I felt foolish, and just a little crazy. But even after news stories finally stopped talking of the bombing, the feeling of fear didn’t go away. Yet I was a Christian, claiming to put my faith in a loving God. Why then, did I doubt Him? And how could I walk in faith while clinging to fear as my companion?
So, writers do this thing (or maybe it’s just me), where we might not want to face what’s going on in our own lives, but somehow facing it in a story seems less intimidating. So I turned to my writing (and my sixth manuscript attempt at publication) for answers to the question, “How can I conquer fear?”
In the process of answering this question, two women—centuries apart—were birthed. Annie is a Boston Marathon bombing victim, wondering how she will ever get past the bombing, and the subsequent choices she has made to separate herself from her family, including a niece who lost a leg in the bombing. The ring given to Annie the day of the bombing becomes an idol to her.
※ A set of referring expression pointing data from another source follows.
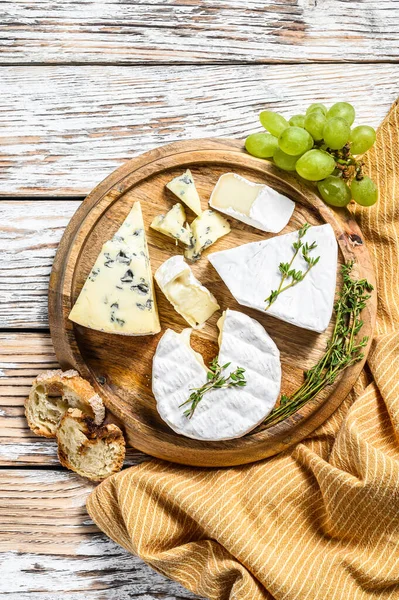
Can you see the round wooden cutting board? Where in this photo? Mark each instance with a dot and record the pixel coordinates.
(119, 367)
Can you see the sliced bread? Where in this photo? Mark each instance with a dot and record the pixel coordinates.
(91, 451)
(51, 395)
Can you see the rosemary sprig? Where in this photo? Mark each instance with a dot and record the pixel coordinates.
(343, 349)
(286, 270)
(216, 381)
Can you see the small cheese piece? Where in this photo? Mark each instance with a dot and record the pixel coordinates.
(184, 188)
(222, 414)
(206, 229)
(251, 272)
(255, 204)
(189, 298)
(118, 295)
(173, 224)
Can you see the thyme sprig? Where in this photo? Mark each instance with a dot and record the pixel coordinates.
(286, 270)
(343, 349)
(216, 381)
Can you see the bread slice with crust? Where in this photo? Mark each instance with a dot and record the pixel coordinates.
(91, 451)
(52, 393)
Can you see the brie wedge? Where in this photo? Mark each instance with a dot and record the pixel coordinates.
(118, 295)
(222, 414)
(189, 298)
(184, 188)
(173, 224)
(206, 229)
(252, 203)
(251, 272)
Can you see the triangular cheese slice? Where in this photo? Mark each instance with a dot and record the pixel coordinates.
(118, 295)
(251, 272)
(184, 188)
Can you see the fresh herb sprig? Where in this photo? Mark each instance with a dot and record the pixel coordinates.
(216, 381)
(286, 270)
(343, 349)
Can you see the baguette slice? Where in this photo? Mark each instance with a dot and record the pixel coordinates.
(52, 393)
(91, 451)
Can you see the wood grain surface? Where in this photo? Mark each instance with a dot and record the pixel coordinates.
(50, 549)
(142, 31)
(120, 367)
(63, 129)
(22, 357)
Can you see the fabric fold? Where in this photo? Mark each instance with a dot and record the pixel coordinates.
(320, 521)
Liberty is a woman wondering how she will ever get past the death of her brother in the Boston Massacre, and the subsequent choices she has made in stealing a ring from a man (a British officer) who has shown her nothing but kindness.
Both women are bound with chains they were never meant to carry. Both women look to the ring and to themselves to find the strength they know they lack. But of course a piece of metal or even our abilities won’t deliver us—as I learned very early on—from fear and weakness and inadequacy.
And through the journeys of these two fictitious women, along with some amazing support and encouragement from loved ones, I began to breathe again. To glimpse the true freedom won for me long ago. And despite the popular slogan of “Boston Strong” bandied about everywhere I looked, it had nothing to do with my own strength at all.
Jesus, particularly in the Sermon on the Mount, makes promises to those who don’t feel especially strong.
“Blessed are the poor in spirit,
for theirs is the kingdom of heaven.
Blessed are those who mourn,
for they will be comforted.
Blessed are the meek,
for they will inherit the earth.”
What God offers is for the weak and the broken. In fact, without realizing our brokenness, we won’t realize the enormity of God’s grace.
I often think I can look to myself for strength. Or if not myself, then my great faith. But maybe it’s not how together I have it, or even how big my faith is. Maybe it’s who I put my faith in.
I’m grateful for this message that God wrote on my heart through this story and these characters. I pray it has, or will touch your heart as well.